De duiken tot nu toe waren een bijzondere ervaring: een onbekend wrak van een stoomschip met ketels van ruim 4 meter hoog; een in WOII gezonken schip met groot kanon, en twee kustvaarders die in de 60-er jaren zijn vergaan, met grote scholen steenbolk en blauwe kreeften. Zelfs het Gat van Joure was een ervaring, al was het water dikke thee, het zicht 2 meter, en aardedonker.

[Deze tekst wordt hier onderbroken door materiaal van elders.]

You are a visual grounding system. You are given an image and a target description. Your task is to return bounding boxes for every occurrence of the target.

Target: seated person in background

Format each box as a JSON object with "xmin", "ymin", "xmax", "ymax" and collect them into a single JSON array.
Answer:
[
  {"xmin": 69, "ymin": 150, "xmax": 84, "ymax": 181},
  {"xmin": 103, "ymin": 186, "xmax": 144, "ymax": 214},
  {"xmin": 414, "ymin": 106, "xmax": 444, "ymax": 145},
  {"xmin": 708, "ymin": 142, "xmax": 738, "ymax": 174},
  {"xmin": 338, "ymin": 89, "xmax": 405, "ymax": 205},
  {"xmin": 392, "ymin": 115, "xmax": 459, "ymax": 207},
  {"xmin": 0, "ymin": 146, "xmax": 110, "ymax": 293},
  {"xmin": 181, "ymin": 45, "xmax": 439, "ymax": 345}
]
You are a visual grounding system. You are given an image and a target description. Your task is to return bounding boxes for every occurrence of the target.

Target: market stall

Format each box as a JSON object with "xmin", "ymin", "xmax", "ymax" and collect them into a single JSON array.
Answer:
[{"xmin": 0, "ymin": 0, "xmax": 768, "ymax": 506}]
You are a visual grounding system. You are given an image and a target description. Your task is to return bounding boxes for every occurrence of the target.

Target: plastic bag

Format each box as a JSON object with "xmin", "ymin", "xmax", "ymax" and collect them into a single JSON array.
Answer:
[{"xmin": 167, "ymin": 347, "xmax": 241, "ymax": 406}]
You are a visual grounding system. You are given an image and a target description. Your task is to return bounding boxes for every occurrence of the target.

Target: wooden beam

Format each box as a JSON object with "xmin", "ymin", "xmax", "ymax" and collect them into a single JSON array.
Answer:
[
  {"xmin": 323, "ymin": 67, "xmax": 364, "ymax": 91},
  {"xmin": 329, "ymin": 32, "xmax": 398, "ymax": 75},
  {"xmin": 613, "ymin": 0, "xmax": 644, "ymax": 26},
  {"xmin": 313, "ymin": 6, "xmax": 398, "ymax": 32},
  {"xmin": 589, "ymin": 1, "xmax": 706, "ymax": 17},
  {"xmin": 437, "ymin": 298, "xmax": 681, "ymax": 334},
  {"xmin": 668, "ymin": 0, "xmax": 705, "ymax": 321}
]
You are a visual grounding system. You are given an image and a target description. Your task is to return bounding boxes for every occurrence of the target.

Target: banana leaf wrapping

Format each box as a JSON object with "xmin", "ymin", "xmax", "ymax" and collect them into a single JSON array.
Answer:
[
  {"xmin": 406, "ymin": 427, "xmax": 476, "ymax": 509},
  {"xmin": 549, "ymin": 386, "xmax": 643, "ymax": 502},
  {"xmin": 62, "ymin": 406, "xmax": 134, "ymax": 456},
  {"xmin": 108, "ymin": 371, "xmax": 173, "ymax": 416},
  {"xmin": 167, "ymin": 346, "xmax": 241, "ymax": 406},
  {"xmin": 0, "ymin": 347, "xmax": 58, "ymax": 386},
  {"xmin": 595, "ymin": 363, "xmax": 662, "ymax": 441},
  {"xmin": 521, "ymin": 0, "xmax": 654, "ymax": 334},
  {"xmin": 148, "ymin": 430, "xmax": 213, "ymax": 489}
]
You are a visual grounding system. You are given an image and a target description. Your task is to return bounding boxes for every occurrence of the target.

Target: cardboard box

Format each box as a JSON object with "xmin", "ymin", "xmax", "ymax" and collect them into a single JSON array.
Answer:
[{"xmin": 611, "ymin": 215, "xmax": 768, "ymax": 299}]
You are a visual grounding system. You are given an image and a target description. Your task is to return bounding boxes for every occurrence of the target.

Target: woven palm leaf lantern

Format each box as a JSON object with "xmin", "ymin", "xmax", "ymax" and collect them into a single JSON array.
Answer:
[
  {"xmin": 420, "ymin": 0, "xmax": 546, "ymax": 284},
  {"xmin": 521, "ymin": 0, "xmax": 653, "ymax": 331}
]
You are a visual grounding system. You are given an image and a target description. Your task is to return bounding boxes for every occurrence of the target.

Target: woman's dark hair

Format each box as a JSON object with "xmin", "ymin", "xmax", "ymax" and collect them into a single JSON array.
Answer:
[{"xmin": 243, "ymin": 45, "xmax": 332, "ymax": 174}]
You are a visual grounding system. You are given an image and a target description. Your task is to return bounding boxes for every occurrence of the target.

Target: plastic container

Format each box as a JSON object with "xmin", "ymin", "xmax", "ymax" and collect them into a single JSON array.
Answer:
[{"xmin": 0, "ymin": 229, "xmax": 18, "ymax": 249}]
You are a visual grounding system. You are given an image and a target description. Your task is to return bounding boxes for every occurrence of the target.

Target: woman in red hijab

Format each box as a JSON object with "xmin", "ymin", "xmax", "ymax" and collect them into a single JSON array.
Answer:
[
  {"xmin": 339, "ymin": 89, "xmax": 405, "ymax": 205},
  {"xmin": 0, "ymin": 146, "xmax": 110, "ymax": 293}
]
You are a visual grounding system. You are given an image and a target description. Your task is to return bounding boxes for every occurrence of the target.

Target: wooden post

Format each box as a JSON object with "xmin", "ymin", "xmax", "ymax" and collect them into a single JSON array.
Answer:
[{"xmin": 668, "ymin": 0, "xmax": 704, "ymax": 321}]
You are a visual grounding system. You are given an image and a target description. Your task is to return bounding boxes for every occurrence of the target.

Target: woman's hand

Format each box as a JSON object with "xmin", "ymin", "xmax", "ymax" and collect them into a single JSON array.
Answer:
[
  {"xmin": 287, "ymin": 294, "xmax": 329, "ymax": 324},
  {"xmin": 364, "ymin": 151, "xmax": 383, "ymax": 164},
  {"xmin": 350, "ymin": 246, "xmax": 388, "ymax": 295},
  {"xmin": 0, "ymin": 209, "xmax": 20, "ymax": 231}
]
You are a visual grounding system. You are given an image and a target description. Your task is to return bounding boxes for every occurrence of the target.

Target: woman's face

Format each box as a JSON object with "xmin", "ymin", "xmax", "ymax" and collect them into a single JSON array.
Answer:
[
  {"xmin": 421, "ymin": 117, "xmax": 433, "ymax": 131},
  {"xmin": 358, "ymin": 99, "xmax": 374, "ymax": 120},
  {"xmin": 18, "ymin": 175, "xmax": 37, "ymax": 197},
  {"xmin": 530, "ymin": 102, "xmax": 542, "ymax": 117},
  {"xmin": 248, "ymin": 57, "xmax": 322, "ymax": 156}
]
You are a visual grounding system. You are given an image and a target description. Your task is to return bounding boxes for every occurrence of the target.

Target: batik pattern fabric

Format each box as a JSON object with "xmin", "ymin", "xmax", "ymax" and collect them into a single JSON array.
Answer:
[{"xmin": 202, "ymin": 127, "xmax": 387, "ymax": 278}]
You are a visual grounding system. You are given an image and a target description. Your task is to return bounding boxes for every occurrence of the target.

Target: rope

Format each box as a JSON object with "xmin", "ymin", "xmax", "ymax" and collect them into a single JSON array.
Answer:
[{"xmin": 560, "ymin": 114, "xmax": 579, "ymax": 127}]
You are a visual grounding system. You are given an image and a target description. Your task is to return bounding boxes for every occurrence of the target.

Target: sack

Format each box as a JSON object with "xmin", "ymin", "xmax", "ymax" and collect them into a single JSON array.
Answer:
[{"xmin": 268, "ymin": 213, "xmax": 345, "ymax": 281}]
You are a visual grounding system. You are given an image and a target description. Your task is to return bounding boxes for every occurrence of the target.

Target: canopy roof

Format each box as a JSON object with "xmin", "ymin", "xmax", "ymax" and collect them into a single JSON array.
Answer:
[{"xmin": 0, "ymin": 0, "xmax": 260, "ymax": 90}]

Voor mij is deelname aan deze expeditie vooral een avontuur en zoektocht naar verhalen, over een zee die grauw en grijs is aan het oppervlak en schijnbaar stil daaronder, met aan de randen grauwe havens en de geur van diesel en rotte vis. Maar voor hen die dat weten en zien heel rijk is: aan leven, aan geluiden, aan verhalen en ervaringen, waardoor zelfs de geur van diesel met rotte vis verleidelijk wordt, door associatie met dierbare herinneringen: een duik, een reis, een wandeling door de haven.

5 dagen tot nu toe, 2 dagen gedoken: Is dat wat weinig? Ik denk het niet. Moet dat veel meer: ik denk het wel. Nog 4 dagen te gaan.